31 July, 2008

Summer Reading

...in a perfect world where everyone was equal/ I'd still own the film rights and be working on the sequel...


The World Without Us, by Alan Weisman. The premise of this book is "What would happen to the things we've built if humans stopped existing on the planet?" It's anthropological, biological, ecological, and just fascinating reading. I've already promised it to someone, and I'm only to page 60.

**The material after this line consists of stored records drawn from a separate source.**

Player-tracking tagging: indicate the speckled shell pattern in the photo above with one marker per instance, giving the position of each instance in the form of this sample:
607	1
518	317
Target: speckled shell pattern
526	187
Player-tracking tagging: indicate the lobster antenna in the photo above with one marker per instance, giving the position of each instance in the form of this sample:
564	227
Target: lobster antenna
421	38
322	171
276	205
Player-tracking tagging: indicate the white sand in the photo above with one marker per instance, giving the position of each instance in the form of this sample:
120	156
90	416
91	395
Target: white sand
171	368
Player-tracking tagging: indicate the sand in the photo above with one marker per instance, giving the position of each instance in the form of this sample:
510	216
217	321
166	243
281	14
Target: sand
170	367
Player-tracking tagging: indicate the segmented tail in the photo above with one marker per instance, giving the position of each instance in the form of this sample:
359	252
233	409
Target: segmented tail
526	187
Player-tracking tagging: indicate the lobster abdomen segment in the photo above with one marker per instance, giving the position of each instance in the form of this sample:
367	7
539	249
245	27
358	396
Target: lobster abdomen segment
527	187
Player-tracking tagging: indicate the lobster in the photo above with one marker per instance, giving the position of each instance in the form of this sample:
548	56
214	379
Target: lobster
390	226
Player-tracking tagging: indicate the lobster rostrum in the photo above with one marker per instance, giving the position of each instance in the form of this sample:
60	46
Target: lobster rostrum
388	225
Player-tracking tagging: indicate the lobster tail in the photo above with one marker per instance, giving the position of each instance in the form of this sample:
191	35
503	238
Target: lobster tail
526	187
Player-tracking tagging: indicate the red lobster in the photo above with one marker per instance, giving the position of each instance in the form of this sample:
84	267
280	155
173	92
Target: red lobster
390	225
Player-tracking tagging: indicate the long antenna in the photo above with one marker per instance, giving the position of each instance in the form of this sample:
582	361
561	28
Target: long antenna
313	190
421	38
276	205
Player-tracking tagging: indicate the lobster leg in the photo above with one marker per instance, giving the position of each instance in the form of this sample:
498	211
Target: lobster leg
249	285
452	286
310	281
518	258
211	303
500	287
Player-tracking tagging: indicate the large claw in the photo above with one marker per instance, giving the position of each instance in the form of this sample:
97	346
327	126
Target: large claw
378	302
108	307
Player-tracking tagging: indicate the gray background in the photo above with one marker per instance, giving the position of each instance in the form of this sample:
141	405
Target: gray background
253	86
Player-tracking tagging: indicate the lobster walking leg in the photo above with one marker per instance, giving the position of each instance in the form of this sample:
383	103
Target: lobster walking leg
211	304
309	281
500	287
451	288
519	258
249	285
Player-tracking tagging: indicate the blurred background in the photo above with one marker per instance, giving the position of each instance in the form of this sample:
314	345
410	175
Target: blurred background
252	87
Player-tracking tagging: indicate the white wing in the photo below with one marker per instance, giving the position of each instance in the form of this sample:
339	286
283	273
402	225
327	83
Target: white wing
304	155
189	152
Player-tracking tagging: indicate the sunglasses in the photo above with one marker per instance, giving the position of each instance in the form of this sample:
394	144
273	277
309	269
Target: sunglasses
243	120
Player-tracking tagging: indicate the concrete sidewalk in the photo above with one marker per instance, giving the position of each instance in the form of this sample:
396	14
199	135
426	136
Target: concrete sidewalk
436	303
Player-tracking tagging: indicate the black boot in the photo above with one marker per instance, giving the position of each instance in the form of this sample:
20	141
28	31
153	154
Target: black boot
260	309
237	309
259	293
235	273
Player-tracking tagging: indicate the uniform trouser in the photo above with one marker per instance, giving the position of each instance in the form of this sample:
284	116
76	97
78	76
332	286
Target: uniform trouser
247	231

Why Things Bite Back, technology and the revenge of unintended consequences, by Edward Tenner. I have a feeling this is going to be a sort of sociological examination of consumerism, and will be as much about attitudes and expectations as mechanics. It was this very combination that made me love Why We Buy, the science of shopping, by Paco Underhill. I think of 'unintended consequences' in relation to the drug industry, except lately I've begun to suspect that drug companies are inventing ailments in order to sell useless drugs that cause side effects, requiring other drugs. I'll admit to being paranoid; this doesn't mean my theory's wrong. Eric Schlosser's Fast Food Nation: the dark side of the all-American meal, also an examination of consumerism, was engaging and moved along, but didn't precisely have a plot, so I'm not sure how it could be made into a movie. Despite the presence of Patricia Arquette, I haven't seen it; anybody? Worth renting?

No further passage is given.